The young man thought for a moment, then asked, “What time is the meeting?”
“Three hours past meridian.”
Another thought occurred to the agent. “Has Florion Tobescu asked for a wake-up call?”
The hotel confirmed that he had.
“For what time?”
“Two and a half hours after meridian.”
Baro thought some more. “What kind of matters are decided at the meeting?” he asked.
“Policy matters,” said the hotel. “Investment strategies. Recipients consider it ungracious to pry into the College’s deliberations; it is like receiving a gift then sending it out to be valued.”
“Nonetheless,” said Baro, “have any recent decisions of the College generated controversy?”
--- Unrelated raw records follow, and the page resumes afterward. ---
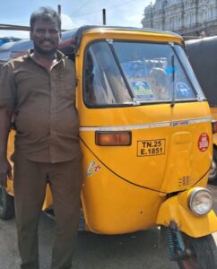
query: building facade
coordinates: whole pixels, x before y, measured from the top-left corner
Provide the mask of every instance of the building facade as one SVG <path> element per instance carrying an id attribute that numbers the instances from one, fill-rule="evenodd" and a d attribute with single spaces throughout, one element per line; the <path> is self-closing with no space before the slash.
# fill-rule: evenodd
<path id="1" fill-rule="evenodd" d="M 186 36 L 217 35 L 217 0 L 156 0 L 144 9 L 142 24 Z"/>

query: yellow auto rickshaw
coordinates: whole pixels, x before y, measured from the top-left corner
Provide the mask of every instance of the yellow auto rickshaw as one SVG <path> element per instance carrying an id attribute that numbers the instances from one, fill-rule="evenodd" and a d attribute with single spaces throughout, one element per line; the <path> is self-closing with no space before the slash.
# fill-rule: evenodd
<path id="1" fill-rule="evenodd" d="M 66 36 L 60 48 L 74 59 L 78 78 L 85 230 L 121 234 L 159 226 L 179 268 L 217 268 L 217 219 L 206 188 L 211 112 L 182 38 L 100 26 Z M 10 181 L 2 194 L 10 213 Z M 51 204 L 48 189 L 44 209 Z"/>
<path id="2" fill-rule="evenodd" d="M 217 36 L 185 42 L 187 55 L 196 78 L 207 98 L 213 121 L 217 121 Z M 217 134 L 214 134 L 213 153 L 209 182 L 217 185 Z"/>

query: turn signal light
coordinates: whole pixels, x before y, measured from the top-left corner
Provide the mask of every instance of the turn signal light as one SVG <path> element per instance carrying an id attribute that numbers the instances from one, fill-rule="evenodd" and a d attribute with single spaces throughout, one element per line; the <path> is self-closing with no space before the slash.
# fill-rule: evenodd
<path id="1" fill-rule="evenodd" d="M 97 131 L 95 133 L 95 143 L 101 146 L 126 146 L 131 145 L 131 132 L 107 132 Z"/>
<path id="2" fill-rule="evenodd" d="M 213 129 L 213 134 L 217 133 L 217 121 L 216 120 L 212 120 L 212 129 Z"/>

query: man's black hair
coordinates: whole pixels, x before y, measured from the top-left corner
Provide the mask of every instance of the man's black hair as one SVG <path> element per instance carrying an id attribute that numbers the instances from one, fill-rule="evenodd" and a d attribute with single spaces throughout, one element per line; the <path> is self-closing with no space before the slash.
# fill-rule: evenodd
<path id="1" fill-rule="evenodd" d="M 38 11 L 34 12 L 30 16 L 30 30 L 32 31 L 34 23 L 37 20 L 41 19 L 45 22 L 56 20 L 58 29 L 61 30 L 61 19 L 59 14 L 51 7 L 40 7 Z"/>

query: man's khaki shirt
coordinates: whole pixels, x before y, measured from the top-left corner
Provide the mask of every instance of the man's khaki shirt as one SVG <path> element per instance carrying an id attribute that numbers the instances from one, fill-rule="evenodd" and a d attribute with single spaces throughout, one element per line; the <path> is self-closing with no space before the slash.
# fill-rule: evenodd
<path id="1" fill-rule="evenodd" d="M 30 55 L 5 64 L 0 74 L 0 107 L 12 108 L 15 151 L 34 161 L 61 162 L 81 157 L 74 63 L 57 52 L 48 71 Z"/>

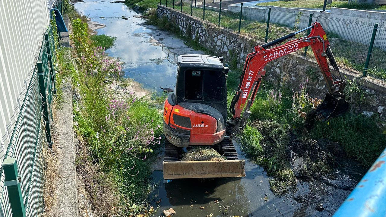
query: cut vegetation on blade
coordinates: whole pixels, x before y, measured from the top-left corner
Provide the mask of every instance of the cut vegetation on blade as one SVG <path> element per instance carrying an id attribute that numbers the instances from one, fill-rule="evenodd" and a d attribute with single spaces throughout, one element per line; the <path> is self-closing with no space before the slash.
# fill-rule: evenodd
<path id="1" fill-rule="evenodd" d="M 221 161 L 227 158 L 218 153 L 211 147 L 196 147 L 190 150 L 182 156 L 181 161 Z"/>

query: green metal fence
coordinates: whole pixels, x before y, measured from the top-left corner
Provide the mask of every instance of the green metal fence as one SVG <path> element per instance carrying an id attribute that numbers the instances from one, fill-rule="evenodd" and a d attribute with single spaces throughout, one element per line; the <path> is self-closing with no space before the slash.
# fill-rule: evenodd
<path id="1" fill-rule="evenodd" d="M 54 7 L 62 11 L 61 1 Z M 53 25 L 52 25 L 53 24 Z M 0 216 L 38 217 L 44 212 L 43 149 L 52 144 L 56 29 L 51 22 L 41 46 L 5 151 L 0 174 Z"/>
<path id="2" fill-rule="evenodd" d="M 209 10 L 204 5 L 195 7 L 187 0 L 183 2 L 183 12 L 235 33 L 247 35 L 261 43 L 302 29 L 308 25 L 310 21 L 317 21 L 326 30 L 331 49 L 341 67 L 356 71 L 359 76 L 363 72 L 364 76 L 369 74 L 386 79 L 386 61 L 384 60 L 386 56 L 386 26 L 384 24 L 378 25 L 361 20 L 338 19 L 331 17 L 329 14 L 316 11 L 271 8 L 244 3 L 242 7 L 242 4 L 232 6 L 234 13 L 230 10 L 218 10 L 217 5 L 215 6 L 217 7 L 215 11 Z M 165 5 L 164 0 L 161 3 Z M 234 9 L 236 7 L 239 7 L 237 11 Z M 191 7 L 193 8 L 193 12 L 191 12 Z M 296 37 L 304 36 L 306 33 L 304 32 Z M 305 50 L 297 52 L 312 58 L 312 49 Z"/>

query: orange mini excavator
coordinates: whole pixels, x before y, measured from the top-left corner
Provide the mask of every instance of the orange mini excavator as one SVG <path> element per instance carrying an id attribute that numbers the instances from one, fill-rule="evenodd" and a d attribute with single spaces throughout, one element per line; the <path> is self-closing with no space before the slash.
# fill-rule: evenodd
<path id="1" fill-rule="evenodd" d="M 308 36 L 270 48 L 310 29 Z M 164 178 L 245 176 L 244 161 L 237 159 L 231 139 L 246 124 L 249 108 L 266 74 L 263 68 L 268 62 L 307 46 L 312 49 L 328 90 L 316 111 L 325 120 L 347 110 L 349 104 L 343 93 L 346 82 L 341 76 L 334 81 L 331 75 L 327 58 L 340 76 L 339 68 L 326 33 L 318 22 L 254 47 L 254 52 L 247 56 L 240 85 L 230 103 L 233 116 L 227 121 L 226 78 L 229 69 L 223 66 L 223 58 L 199 54 L 179 56 L 175 90 L 165 101 L 163 112 L 167 139 Z M 180 161 L 181 154 L 195 146 L 210 146 L 227 160 Z"/>

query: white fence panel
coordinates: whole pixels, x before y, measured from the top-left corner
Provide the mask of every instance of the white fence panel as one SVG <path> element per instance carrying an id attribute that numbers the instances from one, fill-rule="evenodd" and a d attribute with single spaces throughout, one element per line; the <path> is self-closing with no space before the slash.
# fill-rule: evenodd
<path id="1" fill-rule="evenodd" d="M 0 0 L 2 159 L 49 23 L 47 4 L 46 0 Z"/>

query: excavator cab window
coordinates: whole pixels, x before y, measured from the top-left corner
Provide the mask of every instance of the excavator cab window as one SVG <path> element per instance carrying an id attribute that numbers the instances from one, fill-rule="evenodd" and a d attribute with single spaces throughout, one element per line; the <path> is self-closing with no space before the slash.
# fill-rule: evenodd
<path id="1" fill-rule="evenodd" d="M 221 101 L 223 97 L 222 73 L 219 70 L 186 70 L 185 98 L 188 100 Z"/>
The hotel’s answer was a while in arriving. “It is not a subject for polite conversation.”
“We are not having a polite conversation. In fact, I am beginning to think of this as an investigation in its formative stages.”
“They are no more than vile rumors,” said the voice, “scurrilous natterings of envious malcontents. Decent recipients pay no heed.”
“The Bureau weighs decency on its own scales,” said Baro. “What is the nature of these rumors?”
The hotel was not forthcoming, but in the next few minutes Baro Harkless coaxed some snippets of information from its data banks. The hotel integrator knew little, and most of what it could tell him had been gleaned from overheard conversations among menial employees.